FIG. 4 is a measurement result screen of the operation unit 101. This screen is a screen for displaying the measurement result received from the analysis unit 108 by the operation unit 101, and includes a sample list box 401 and an item list box 402. When the operator selects an arbitrary sample from the sample list box 401, the measurement result of each test substance of the selected sample is displayed in the item list box 402. The item list box 402 includes a test substance name 403, a measurement result 404, and a measurement result data alarm 405. When analysis is performed with a combination of different specimen amounts for one specific test substance, the measurement result is displayed using a plurality of lists in the item list box 402. In the example of FIG. 4, for the test substance name AST, the first measurement result is “34”, the first measurement result data alarm is “H”, the second measurement result is “24”, The data alarm of the second measurement result indicates “None”.

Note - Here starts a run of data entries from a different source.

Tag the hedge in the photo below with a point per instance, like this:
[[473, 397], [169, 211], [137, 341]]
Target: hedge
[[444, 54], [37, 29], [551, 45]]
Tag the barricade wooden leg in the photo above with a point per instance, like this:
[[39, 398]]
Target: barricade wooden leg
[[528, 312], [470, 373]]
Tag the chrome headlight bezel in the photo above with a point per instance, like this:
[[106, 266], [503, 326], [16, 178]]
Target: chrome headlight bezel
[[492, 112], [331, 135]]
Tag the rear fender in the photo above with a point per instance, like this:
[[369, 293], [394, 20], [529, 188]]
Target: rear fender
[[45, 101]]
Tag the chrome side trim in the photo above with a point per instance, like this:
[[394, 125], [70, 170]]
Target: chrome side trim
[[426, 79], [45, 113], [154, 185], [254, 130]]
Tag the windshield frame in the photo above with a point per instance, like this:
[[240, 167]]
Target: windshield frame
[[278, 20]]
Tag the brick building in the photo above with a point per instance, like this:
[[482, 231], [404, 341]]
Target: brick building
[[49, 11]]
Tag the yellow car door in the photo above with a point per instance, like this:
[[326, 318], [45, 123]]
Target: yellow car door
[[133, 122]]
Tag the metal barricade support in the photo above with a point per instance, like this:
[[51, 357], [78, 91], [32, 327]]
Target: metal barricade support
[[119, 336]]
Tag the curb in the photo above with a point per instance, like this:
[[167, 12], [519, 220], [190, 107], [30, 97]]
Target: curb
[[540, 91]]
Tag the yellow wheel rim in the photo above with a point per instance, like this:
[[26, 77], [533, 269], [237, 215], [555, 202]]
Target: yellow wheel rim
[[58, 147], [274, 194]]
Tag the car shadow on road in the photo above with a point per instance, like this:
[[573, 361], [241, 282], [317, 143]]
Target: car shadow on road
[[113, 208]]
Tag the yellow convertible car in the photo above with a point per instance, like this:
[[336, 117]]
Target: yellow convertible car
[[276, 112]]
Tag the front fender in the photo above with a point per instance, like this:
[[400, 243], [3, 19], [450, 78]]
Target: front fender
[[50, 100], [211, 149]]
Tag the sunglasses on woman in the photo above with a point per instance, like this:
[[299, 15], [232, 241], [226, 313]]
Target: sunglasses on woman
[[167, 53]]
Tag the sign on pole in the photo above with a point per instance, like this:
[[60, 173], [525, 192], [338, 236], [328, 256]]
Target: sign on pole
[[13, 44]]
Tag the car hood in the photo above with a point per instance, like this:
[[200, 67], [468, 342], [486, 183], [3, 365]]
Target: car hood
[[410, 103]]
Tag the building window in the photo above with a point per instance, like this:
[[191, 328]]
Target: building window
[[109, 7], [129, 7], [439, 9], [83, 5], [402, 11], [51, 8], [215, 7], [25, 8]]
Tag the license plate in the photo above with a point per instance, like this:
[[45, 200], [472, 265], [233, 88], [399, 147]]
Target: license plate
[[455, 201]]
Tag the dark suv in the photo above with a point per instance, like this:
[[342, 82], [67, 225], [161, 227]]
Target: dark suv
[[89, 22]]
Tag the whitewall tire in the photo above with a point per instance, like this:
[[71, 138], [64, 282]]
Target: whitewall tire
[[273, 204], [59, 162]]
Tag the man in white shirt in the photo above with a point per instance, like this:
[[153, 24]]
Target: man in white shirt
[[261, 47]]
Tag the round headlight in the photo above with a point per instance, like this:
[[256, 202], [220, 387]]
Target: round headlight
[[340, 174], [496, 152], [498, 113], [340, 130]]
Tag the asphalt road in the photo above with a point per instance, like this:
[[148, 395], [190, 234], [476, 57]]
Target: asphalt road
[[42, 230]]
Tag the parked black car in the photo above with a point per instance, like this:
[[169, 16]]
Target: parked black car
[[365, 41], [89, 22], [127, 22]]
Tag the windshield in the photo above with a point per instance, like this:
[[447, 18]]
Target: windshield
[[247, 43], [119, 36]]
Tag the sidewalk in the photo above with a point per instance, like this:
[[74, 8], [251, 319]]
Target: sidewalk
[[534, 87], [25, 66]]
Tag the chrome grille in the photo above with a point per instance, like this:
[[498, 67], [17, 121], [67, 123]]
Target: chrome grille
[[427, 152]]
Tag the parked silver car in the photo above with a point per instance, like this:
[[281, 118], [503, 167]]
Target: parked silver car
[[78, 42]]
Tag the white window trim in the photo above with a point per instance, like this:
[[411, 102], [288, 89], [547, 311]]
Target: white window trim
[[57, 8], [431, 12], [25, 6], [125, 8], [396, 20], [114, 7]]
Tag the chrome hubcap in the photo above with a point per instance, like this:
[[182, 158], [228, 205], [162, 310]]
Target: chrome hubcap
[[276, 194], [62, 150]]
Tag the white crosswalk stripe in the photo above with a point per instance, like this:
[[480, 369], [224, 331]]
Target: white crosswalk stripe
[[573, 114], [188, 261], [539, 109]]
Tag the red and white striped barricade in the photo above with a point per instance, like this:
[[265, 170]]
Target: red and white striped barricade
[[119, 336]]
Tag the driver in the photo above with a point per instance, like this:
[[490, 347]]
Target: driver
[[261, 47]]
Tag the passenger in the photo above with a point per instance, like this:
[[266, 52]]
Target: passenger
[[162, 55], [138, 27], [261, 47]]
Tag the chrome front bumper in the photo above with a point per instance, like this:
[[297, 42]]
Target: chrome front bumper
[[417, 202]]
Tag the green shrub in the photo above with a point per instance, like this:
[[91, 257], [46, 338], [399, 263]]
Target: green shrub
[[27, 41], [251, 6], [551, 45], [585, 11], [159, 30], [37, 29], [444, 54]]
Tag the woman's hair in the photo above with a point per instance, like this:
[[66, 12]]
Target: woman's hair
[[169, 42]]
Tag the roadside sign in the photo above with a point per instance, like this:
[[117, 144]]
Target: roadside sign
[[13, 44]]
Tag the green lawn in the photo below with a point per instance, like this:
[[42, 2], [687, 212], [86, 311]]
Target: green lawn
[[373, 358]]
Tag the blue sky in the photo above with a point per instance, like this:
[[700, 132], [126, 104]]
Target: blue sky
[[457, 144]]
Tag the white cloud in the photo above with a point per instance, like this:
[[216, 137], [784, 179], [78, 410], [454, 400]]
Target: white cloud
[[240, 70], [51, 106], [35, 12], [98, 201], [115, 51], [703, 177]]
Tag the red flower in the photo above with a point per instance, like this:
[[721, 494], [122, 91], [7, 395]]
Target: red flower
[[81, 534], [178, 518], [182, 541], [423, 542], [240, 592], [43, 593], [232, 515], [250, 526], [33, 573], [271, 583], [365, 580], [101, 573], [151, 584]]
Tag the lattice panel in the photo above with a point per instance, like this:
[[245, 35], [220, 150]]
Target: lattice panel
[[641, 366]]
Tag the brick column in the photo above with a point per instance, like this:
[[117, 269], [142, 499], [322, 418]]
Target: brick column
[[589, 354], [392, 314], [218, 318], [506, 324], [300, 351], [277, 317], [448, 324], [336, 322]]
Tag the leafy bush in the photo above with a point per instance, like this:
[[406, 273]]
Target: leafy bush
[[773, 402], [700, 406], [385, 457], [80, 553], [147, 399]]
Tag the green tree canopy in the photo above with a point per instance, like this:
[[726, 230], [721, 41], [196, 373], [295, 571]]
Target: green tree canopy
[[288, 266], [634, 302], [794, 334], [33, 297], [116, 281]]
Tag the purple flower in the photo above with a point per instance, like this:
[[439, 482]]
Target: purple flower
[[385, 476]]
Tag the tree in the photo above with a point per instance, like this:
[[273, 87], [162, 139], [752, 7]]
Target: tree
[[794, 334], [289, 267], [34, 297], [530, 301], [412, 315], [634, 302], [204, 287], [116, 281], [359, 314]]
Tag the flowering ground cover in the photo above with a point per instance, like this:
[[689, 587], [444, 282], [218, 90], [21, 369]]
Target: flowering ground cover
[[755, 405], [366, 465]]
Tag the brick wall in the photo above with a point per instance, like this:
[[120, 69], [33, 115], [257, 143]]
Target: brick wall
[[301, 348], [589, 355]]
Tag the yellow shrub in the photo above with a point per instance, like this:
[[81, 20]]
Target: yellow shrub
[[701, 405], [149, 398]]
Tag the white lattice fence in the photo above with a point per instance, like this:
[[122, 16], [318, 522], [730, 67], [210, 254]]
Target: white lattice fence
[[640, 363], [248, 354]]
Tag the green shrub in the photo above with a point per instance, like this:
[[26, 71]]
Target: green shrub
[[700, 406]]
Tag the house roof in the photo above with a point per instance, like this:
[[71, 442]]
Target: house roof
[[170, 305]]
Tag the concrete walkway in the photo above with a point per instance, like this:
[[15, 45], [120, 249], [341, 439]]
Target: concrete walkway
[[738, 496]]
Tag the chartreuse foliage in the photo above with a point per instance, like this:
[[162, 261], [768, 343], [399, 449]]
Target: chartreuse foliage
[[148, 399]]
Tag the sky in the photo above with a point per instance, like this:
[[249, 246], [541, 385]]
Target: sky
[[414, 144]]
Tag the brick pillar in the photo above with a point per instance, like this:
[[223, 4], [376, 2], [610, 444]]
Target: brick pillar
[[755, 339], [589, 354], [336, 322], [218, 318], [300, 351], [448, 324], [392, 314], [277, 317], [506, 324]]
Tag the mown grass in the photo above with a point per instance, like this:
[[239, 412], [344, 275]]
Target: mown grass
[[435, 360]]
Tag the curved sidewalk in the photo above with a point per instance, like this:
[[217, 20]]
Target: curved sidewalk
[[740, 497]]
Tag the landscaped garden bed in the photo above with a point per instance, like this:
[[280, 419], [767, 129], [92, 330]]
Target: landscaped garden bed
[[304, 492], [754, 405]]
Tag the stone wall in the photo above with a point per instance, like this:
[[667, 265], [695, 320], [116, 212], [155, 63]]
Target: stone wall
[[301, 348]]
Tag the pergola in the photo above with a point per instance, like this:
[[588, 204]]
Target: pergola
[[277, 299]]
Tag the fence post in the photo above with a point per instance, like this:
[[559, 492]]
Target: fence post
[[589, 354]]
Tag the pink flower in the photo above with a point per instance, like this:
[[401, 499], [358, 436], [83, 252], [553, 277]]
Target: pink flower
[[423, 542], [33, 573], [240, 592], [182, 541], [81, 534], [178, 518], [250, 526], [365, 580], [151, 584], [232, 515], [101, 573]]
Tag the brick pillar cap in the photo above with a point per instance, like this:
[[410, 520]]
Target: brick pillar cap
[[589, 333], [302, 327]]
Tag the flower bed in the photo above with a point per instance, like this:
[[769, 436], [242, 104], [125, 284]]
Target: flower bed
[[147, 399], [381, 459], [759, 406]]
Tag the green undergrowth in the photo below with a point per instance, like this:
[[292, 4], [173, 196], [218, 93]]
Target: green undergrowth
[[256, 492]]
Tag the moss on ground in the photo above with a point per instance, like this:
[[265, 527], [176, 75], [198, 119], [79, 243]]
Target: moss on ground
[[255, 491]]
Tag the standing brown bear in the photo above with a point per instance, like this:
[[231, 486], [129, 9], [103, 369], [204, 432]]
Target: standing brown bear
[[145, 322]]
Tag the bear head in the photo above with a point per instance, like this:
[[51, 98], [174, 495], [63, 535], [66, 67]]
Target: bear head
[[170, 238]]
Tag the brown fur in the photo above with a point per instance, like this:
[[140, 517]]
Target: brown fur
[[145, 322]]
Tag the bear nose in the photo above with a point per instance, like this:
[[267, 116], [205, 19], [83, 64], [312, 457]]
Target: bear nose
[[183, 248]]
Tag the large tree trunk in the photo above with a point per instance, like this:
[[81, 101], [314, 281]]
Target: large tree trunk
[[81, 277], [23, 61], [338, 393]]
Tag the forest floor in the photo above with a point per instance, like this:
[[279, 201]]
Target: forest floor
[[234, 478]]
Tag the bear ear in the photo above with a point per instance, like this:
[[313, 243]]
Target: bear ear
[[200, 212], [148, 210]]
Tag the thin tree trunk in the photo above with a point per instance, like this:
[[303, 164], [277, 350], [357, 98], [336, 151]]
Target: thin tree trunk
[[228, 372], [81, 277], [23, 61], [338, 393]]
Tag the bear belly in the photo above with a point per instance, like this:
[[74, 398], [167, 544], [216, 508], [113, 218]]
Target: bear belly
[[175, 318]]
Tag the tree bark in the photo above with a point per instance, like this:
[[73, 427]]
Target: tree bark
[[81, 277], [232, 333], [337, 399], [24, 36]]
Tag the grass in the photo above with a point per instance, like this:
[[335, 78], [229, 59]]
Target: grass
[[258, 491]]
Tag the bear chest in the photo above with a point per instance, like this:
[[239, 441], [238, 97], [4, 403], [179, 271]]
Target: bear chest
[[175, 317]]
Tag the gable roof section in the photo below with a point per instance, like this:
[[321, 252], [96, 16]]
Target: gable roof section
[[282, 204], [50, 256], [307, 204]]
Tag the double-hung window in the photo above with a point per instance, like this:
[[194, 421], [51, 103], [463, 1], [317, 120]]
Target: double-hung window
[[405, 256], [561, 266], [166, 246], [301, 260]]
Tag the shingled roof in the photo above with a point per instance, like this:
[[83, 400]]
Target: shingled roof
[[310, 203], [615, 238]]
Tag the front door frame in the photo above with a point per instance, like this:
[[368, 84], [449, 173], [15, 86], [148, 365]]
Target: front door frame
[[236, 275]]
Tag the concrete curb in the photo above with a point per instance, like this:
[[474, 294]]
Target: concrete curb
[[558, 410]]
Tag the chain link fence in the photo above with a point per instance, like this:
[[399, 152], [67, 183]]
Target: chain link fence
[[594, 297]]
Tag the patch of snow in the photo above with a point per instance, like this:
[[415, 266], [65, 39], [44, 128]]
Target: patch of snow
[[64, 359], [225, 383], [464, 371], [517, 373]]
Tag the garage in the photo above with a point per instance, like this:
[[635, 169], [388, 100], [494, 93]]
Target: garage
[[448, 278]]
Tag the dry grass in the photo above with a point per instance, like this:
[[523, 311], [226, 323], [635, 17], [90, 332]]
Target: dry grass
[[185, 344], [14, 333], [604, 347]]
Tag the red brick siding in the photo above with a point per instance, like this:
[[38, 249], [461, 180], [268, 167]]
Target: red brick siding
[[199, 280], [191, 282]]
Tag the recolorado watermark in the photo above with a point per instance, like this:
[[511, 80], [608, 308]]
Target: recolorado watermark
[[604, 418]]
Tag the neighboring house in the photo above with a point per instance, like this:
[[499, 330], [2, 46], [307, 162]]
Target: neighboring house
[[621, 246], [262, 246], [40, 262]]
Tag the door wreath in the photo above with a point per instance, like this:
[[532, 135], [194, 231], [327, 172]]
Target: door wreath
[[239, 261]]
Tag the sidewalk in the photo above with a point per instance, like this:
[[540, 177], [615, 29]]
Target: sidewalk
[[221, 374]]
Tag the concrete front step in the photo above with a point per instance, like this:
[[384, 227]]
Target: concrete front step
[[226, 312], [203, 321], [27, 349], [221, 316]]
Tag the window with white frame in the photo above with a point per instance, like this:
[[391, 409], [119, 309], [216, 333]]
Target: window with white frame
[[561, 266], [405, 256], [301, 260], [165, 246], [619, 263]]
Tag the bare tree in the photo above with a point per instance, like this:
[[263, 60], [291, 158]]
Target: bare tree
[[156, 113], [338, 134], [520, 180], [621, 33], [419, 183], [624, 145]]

1 is an overall configuration schematic diagram of an analyzer. Comparison diagram of measurement sequence after application of conventional technology and invention. Analysis instruction screen. Measurement result screen.

Explanation of symbols

DESCRIPTION OF SYMBOLS 101 ... Operation part, 102 ... Keyboard, 103 ... Mouse, 104 ... Display apparatus, 105 ... Printing apparatus, 106, 122 ... Interface, 107 ... Memory | storage device, 108 ... Analysis part, 109 ... Reaction disk, 110 ... Reaction container, 111 DESCRIPTION OF SYMBOLS ... Reagent disc, 112 ... Reagent bottle, 113 ... Sample dispensing probe, 114 ... Stirring device, 115 ... Cleaning device, 116 ... Light source, 117 ... Multi-wavelength photometer, 118 ... Reagent dispensing probe, 119 ... Rack transport belt, 120 ... rack,
121 ... Sample container, 123 ... Computer, 124 ... A / D converter, 201 ... Measurement sequence in the prior art, 202,204,210 ... Measurement result output timing, 203,208,209 ... Sample dispensing timing, 205, 211 ... Measurement result output waiting time, 206 ... Measurement result output waiting time per time, 207 ... Measurement sequence after application of the invention, 301 ... Test substance request key, 302 ... Sample amount / dilution ratio, 303 ... Sample identification, 304 ... Sample type, 305 ... Sample number, 306 ... Patient ID, 307 ... Sample cup type, 308 ... Register button, 401 ... Sample list box, 402 ... Item list box, 403 ... Test substance name, 404 ... Measurement result, 405 ... Measurement result data alarm.

Claims (9)

A sample designating means for designating a specific analysis item of a specific sample in advance;
An analysis condition designating means capable of designating two or more analysis conditions to be performed on the test substance designated by the designating means,
When analyzing the sample designated by the sample designating means, control means for controlling two or more kinds of analyzes designated by the analysis condition designating means to measure in parallel without waiting for the first measurement result; ,
An automatic analyzer characterized by comprising: The automatic analyzer according to claim 1,
At least one of the sample designating unit and the analysis condition designating unit has a function that can be designated on an input screen of an operation unit. The automatic analyzer according to claim 1,
At least one of the sample designating unit and the analysis condition designating unit has a function capable of designating based on information from a HOST computer. The automatic analyzer according to claim 1,
Equipped with urgent sample designation means to designate as an urgent sample requiring urgent reporting of results,
An automatic function comprising a function for displaying on the screen a display capable of instructing at least one of the sample designating means and the analysis condition designating means when designated as an emergency sample by the emergency sample designating means. Analysis equipment. The automatic analyzer according to claim 1,
An automatic analyzer having a function of displaying on a screen a display capable of instructing at least one of the sample designating unit and the analysis condition designating unit when a sample is loaded from an emergency loading position. The automatic analyzer according to claim 1,
An automatic analyzer provided with a function capable of designating a control sample for quality control by the sample designating means. The automatic analyzer according to claim 1,
The analysis condition designated by the analysis condition designating means is a sample dilution ratio, and the automatic analysis is provided with a function that allows the dilution ratio to be designated in advance for each analysis item designated by the sample designating means. apparatus. The automatic analyzer according to claim 1,
An automatic analyzer characterized in that the analysis condition designating unit has a function of designating the number of times of measurement for each sample amount by a combination of different sample amounts. The automatic analyzer according to claim 1,
An automatic analyzer having a function capable of designating which sample amount to be used as patient data from among the measurement results at different sample amounts designated by the analysis condition designating means.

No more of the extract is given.